I make my coiled vessels with a coil and pinch method, usually starting out with a disk of clay to which I add coils one at a time, smearing the new soft coil into the drier, stiffer, most recent addition. I use a banding wheel in order to make the pinching, scraping and paddling consistent around the pot and achieve a more or less circular cross-section. It is a slow, rhythmic process that involves many individual movements of the thumbs and fingers to securely attach each coil and form the wall of the pot. I never spin the banding wheel to approximate a throwing type of pressure on the clay. The wheel revolves slowly as a result of the pinching or paddling. At the widest circumference of the piece in the photo there are around eighty thumb smears on the clay coil on the inside, as many on the outside, and as many pinches with both hands to thin and compress the coil and to extend it upwards and inwards or outwards, depending on the shape. When the coil is attached and thinned out, it adds two or three inches to the height of the wall. Then I use a serrated scraper to level the high places and work toward a more or less continuous surface (this usually involves another two or three times around the pot) and finally a paddle to further thin, extend, and shape the wall. The result is different from achieving a similar form by throwing on the wheel, where the clay is squeezed through the hands in a more or less horizontal direction with more speed and a more constant relationship to the central axis. Even though I am basically working toward a symmetrical and round form, the slow, hand methods result in a slightly out-of-round shape.
This process is perhaps less efficient than some of the traditional methods that use large coils and the palms or knuckles of the hands to smear the new coil into the existing wall, or using a paddle with an anvil on the inside to thin, compress and shape, but it is a method I developed while making some non-round, sculptural work several years ago.
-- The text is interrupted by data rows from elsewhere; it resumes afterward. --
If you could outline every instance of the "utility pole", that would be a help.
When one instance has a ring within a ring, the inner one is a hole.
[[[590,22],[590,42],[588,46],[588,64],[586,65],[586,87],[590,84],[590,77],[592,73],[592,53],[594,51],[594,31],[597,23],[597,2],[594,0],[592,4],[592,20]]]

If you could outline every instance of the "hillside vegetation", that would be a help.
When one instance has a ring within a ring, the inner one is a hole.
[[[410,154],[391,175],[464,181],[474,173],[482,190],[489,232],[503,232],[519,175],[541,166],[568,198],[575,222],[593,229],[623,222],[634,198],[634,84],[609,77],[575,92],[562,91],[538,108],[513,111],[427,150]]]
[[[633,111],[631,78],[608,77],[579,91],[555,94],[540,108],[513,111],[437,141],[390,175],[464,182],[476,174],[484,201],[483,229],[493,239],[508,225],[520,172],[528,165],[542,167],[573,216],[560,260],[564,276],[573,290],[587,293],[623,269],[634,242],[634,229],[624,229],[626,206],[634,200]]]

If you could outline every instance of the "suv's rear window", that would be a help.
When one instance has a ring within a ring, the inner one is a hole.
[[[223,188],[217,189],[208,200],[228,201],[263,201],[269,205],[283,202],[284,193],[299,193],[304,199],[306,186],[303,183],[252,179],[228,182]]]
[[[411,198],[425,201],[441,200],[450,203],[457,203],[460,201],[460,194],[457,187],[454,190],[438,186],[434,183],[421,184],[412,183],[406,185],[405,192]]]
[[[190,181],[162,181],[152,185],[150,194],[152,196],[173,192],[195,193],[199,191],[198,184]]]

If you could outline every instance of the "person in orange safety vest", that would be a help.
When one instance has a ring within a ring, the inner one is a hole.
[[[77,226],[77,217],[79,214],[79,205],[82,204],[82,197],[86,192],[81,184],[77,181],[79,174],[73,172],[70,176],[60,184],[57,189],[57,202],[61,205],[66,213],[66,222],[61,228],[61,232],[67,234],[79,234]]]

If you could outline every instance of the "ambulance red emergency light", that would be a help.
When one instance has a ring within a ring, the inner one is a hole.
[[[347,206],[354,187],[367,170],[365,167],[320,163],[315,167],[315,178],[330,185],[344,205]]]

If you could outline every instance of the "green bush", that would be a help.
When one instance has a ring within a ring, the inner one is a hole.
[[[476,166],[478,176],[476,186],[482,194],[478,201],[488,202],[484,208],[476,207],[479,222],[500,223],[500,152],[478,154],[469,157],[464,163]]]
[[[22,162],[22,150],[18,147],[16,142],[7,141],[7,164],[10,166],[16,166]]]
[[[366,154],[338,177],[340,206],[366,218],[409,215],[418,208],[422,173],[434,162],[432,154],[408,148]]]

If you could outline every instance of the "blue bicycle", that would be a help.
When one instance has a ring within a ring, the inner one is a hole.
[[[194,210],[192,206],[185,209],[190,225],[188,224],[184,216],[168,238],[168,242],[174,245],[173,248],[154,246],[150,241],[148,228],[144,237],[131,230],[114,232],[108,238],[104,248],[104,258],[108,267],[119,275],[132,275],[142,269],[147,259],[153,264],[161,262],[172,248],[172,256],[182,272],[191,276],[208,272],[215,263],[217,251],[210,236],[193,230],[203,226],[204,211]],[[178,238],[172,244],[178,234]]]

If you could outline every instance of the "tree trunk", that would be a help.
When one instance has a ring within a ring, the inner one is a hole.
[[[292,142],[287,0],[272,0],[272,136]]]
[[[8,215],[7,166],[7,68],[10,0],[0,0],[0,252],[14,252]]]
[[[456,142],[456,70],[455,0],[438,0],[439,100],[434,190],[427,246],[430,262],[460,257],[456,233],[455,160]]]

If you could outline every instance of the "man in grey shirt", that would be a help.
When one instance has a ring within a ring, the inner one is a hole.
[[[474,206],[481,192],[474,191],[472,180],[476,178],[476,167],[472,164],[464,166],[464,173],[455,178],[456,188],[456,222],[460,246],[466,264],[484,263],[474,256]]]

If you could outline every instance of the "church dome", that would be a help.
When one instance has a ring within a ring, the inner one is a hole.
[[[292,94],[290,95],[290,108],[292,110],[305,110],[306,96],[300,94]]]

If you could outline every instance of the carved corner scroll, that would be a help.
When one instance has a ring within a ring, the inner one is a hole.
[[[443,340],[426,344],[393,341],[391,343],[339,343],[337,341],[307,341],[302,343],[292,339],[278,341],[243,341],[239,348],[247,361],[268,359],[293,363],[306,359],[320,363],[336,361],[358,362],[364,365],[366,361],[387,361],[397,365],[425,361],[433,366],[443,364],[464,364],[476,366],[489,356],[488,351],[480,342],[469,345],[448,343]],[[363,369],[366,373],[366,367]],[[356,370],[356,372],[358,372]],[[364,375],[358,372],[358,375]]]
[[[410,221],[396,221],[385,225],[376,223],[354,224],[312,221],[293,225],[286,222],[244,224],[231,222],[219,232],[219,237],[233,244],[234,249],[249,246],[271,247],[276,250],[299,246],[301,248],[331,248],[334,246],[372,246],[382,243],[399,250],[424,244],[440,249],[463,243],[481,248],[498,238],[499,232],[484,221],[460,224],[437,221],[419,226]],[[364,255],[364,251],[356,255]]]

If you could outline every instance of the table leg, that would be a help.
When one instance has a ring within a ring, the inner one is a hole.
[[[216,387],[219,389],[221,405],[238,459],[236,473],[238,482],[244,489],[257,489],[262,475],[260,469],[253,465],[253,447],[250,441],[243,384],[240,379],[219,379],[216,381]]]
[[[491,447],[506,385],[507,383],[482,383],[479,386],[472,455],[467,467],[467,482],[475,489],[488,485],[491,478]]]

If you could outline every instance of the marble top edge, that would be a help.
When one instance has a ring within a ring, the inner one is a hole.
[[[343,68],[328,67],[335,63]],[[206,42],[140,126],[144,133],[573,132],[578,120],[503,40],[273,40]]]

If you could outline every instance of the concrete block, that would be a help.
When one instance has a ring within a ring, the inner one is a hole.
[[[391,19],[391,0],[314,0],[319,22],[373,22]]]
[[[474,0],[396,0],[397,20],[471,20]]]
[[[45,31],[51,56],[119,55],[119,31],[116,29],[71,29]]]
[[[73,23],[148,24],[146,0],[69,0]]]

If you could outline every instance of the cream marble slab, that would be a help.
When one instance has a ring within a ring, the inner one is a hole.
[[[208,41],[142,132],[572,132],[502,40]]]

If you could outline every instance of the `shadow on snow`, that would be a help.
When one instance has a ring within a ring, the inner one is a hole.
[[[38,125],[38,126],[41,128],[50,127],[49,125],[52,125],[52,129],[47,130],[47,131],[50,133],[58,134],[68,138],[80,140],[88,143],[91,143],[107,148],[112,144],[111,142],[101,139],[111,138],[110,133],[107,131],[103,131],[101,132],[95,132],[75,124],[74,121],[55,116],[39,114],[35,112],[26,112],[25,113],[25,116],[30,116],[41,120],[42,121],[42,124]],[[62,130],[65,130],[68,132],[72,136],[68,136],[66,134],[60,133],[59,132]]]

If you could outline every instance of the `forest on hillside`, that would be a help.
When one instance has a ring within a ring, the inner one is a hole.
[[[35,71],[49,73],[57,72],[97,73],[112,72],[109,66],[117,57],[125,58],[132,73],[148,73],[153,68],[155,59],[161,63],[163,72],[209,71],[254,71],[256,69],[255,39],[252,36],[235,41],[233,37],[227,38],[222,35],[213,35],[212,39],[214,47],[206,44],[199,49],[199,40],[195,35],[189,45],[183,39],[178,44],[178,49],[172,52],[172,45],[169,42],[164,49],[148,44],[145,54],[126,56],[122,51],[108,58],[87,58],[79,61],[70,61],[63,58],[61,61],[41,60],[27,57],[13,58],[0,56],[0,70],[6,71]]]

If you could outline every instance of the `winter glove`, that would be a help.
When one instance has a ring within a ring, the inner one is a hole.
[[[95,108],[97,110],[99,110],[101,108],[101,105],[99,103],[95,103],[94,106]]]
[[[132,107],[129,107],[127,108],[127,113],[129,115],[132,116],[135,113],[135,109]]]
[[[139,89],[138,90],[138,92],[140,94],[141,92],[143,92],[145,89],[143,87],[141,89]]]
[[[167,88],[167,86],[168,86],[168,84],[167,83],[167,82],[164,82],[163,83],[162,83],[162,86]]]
It allowed me to move the shape of the wall in any direction I wanted to as the form was being built and it also seemed to work well technically, in terms of having few problems with coil separation or other types of cracking.
As you can see in this image, four coils have been added so far. The challenge at the beginning, besides getting the shape you want, is to not add too much clay before the existing wall can support it. In a piece like this, I usually am able to add two coils to the bottom slab and pinch them up and outwards to the point where they are thin enough. The clay then has to dry enough to support more clay, so from then on, I am adding one coil at a time and letting it dry enough for the next one. In the above image I am gently paddling the last coil to get the shape I want.